MTORC1-Regulated Metabolism Controlled by TSC2 Limits Cardiac Reperfusion Injury.

Rationale: The mechanistic target of rapamycin complex-1 (mTORC1) controls metabolism and protein homeostasis, and is activated following ischemic reperfusion (IR) injury and by ischemic preconditioning (IPC). However, studies vary as to whether this activation is beneficial or detrimental, and its influence on metabolism after IR is little studied. A limitation of prior investigations is their use of broad gain/loss of mTORC1 function, mostly applied prior to ischemic stress. This can be circumvented by regulating one serine (S1365) on tuberous sclerosis complex (TSC2) to achieve bi-directional mTORC1 modulation but only with TCS2-regulated co-stimulation. Objective: We tested the hypothesis that reduced TSC2 S1365 phosphorylation protects the myocardium against IR and IPC by amplifying mTORC1 activity to favor glycolytic metabolism. Methods and Results: Mice with either S1365A (TSC2SA; phospho-null) or S1365E (TSC2SE; phosphomimetic) knock-in mutations were studied ex vivo and in vivo. In response to IR, hearts from TSC2SA mice had amplified mTORC1 activation and improved heart function compared to WT and TSC2SE hearts. The magnitude of protection matched IPC. IPC requited less S1365 phosphorylation, as TSC2SE hearts gained no benefit and failed to activate mTORC1 with IPC. IR metabolism was altered in TSC2SA, with increased mitochondrial oxygen consumption rate and glycolytic capacity (stressed/maximal extracellular acidification) after myocyte hypoxia-reperfusion. In whole heart, lactate increased and long-chain acyl-carnitine levels declined during ischemia. The relative IR protection in TSC2SA was lost by lowering glucose in the perfusate by 36%. Adding fatty acid (palmitate) compensated for reduced glucose in WT and TSC2SE but not TSC2SA which had the worst post-IR function under these conditions. Conclusions: TSC2-S1365 phosphorylation status regulates myocardial substrate utilization, and its decline activates mTORC1 biasing metabolism away from fatty acid oxidation to glycolysis to confer protection against IR. This pathway is also engaged and reduced TSC2 S1365 phosphorylation required for effective IPC.

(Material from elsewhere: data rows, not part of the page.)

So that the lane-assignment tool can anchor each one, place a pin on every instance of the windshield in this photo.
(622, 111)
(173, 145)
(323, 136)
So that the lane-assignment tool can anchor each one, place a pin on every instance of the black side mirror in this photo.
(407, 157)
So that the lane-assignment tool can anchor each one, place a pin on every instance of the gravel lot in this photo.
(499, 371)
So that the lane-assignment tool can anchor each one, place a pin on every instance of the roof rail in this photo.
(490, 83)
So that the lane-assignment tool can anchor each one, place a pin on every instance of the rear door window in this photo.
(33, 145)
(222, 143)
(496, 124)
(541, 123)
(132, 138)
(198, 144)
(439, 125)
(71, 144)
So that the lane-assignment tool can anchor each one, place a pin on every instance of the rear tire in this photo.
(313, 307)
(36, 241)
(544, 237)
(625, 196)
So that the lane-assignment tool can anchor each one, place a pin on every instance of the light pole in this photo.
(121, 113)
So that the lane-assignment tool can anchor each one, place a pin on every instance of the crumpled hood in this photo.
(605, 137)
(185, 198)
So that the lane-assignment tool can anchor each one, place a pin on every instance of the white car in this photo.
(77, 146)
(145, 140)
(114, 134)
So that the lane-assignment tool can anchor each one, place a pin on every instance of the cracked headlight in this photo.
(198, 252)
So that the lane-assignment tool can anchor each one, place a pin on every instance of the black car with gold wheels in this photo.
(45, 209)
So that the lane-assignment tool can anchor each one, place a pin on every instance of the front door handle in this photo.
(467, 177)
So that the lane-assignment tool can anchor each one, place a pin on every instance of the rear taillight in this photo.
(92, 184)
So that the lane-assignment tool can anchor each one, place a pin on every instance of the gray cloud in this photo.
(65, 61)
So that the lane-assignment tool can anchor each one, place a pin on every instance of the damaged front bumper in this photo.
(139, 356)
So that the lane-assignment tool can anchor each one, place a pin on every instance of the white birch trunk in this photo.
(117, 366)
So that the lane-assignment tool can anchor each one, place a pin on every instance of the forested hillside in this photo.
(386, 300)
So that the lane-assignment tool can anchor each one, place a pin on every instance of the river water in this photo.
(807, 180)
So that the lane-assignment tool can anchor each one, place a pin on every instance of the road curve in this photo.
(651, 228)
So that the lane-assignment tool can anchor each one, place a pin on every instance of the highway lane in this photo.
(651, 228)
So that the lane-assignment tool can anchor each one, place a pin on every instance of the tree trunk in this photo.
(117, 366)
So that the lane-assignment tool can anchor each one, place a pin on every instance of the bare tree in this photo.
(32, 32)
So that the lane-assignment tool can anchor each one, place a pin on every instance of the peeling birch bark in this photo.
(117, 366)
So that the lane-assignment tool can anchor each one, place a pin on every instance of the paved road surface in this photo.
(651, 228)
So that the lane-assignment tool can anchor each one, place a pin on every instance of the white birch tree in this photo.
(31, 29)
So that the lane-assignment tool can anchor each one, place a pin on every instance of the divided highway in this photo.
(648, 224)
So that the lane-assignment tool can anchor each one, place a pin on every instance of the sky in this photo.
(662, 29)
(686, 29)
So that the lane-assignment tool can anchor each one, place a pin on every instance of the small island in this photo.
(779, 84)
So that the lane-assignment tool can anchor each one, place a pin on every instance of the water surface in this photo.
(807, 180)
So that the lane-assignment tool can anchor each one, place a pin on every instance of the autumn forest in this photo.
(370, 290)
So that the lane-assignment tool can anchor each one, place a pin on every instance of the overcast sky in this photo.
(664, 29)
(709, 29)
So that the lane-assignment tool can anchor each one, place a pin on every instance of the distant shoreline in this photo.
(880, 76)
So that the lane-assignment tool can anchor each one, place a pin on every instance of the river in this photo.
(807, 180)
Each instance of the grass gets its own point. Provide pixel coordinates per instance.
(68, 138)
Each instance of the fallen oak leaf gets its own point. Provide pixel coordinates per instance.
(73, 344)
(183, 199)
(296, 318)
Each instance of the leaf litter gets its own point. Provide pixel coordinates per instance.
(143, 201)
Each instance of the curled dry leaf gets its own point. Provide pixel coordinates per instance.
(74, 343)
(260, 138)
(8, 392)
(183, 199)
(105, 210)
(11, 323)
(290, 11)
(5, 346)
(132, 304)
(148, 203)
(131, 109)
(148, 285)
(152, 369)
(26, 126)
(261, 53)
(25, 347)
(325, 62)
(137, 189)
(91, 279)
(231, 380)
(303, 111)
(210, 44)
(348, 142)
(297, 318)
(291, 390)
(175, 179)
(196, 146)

[1]  Dong I. Lee,et al.  PKG1α Cysteine-42 Redox State Controls mTORC1 Activation in Pathological Cardiac Hypertrophy , 2020, Circulation research.

[2]  L. Bertrand,et al.  Cardiac metabolism as a driver and therapeutic target of myocardial infarction , 2020, Journal of cellular and molecular medicine.

[3]  Nicola Zamboni,et al.  Lipid signalling drives proteolytic rewiring of mitochondria by YME1L , 2019, Nature.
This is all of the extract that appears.